I ran criterion over the functions (generating lists of length 1000), and found these results:

accumAppend: 6.5 ms
accumAppendSeq: 8.2 ms
accumReverse: 14.0 us
listRecurse: 8.0 us (same as listReplicateM and listStreams)
accumDList: 12.0 us
listUnsafeInterleave: 174.0 us

Conclusion

There are many ways to write a list-constructing list in Haskell, none are perfect – they either fill the heap, or do not construct the list directly (usually requiring a second pass through it), or rely on IO-specific unsafe functions.

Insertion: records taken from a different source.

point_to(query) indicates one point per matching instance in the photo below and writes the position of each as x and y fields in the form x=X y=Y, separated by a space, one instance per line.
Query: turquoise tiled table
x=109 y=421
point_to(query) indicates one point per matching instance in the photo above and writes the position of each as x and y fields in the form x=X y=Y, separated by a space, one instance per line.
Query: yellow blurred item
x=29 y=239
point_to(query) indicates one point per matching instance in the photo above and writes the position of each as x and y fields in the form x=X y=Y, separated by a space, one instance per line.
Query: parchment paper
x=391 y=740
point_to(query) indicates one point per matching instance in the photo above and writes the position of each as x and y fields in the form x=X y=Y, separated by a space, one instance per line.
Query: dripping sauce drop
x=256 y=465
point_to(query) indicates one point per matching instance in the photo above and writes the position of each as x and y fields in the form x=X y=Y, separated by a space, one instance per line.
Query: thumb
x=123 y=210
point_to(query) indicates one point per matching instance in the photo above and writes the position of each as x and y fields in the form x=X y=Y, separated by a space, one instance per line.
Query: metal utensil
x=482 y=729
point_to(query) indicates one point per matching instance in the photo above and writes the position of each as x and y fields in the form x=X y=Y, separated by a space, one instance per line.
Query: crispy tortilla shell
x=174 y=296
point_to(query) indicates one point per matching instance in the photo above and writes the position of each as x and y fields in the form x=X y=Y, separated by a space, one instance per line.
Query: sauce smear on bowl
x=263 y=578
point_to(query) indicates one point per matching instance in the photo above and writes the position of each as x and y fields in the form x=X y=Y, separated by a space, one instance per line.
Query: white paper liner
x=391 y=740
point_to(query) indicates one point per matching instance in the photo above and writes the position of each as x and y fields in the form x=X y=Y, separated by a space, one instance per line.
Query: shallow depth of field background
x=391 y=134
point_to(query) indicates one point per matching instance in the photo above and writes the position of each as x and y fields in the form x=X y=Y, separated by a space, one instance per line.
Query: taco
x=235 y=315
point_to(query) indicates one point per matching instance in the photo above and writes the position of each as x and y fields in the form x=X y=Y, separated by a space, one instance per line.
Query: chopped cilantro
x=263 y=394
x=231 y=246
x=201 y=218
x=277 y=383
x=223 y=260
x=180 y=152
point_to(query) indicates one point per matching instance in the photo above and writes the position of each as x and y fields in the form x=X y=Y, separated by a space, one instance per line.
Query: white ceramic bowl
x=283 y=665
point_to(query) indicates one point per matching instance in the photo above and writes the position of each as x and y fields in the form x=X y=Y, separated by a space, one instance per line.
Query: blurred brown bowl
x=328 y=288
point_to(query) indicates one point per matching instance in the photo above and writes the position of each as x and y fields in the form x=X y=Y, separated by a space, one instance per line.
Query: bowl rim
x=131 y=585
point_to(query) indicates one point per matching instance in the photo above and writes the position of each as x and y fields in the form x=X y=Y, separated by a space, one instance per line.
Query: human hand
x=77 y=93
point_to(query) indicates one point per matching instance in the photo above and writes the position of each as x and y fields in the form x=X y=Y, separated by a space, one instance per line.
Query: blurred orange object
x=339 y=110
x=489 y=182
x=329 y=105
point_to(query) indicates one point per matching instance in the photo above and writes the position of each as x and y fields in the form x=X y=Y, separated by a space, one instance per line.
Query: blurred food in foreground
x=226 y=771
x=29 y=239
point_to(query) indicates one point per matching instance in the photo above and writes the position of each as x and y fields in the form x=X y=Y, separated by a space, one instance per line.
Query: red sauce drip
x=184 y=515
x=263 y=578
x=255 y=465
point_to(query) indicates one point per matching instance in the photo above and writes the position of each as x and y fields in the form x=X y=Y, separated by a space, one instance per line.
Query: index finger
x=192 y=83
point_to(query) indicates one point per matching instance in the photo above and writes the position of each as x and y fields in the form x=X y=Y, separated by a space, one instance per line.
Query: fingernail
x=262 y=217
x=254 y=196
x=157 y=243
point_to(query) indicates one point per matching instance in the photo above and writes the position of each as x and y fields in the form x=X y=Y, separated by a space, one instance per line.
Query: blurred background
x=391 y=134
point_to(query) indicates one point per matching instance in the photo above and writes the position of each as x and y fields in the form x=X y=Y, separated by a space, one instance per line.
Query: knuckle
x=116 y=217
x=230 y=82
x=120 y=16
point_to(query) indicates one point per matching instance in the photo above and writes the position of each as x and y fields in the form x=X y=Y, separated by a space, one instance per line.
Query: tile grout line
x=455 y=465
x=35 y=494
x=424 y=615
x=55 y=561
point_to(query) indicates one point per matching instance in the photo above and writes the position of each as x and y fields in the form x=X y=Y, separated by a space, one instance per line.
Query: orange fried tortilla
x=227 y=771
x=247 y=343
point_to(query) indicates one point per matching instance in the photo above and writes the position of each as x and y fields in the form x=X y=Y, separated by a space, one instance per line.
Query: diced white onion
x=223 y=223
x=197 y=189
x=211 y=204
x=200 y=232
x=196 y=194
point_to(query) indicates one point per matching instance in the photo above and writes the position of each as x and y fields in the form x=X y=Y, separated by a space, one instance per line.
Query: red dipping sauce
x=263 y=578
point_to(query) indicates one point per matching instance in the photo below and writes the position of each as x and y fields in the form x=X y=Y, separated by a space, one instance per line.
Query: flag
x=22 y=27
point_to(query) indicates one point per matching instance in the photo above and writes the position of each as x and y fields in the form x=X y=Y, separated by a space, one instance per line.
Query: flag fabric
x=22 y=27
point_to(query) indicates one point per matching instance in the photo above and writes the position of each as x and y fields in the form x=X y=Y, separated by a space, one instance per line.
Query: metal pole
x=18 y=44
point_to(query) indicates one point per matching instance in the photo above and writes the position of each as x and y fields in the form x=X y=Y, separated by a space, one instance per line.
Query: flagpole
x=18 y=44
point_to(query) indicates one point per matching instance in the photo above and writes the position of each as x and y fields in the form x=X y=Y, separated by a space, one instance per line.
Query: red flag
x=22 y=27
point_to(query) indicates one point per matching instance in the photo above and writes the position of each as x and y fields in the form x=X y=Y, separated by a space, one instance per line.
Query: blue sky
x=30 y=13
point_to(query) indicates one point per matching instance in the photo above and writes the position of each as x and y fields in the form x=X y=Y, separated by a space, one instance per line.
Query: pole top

The naive recursion performs the best, but may cause a stack overflow (note, though that from GHC 7.8, the stack will be unlimited). The next best option seems to be the difference lists

I’m still wondering: What would be required from Haskell, GHC or the monads in question to have a fully satisfactory solution here, i.e. one that is as fast as the naive recursion, as stack efficient as the difference list solution, and allocates no thunks, only list cells?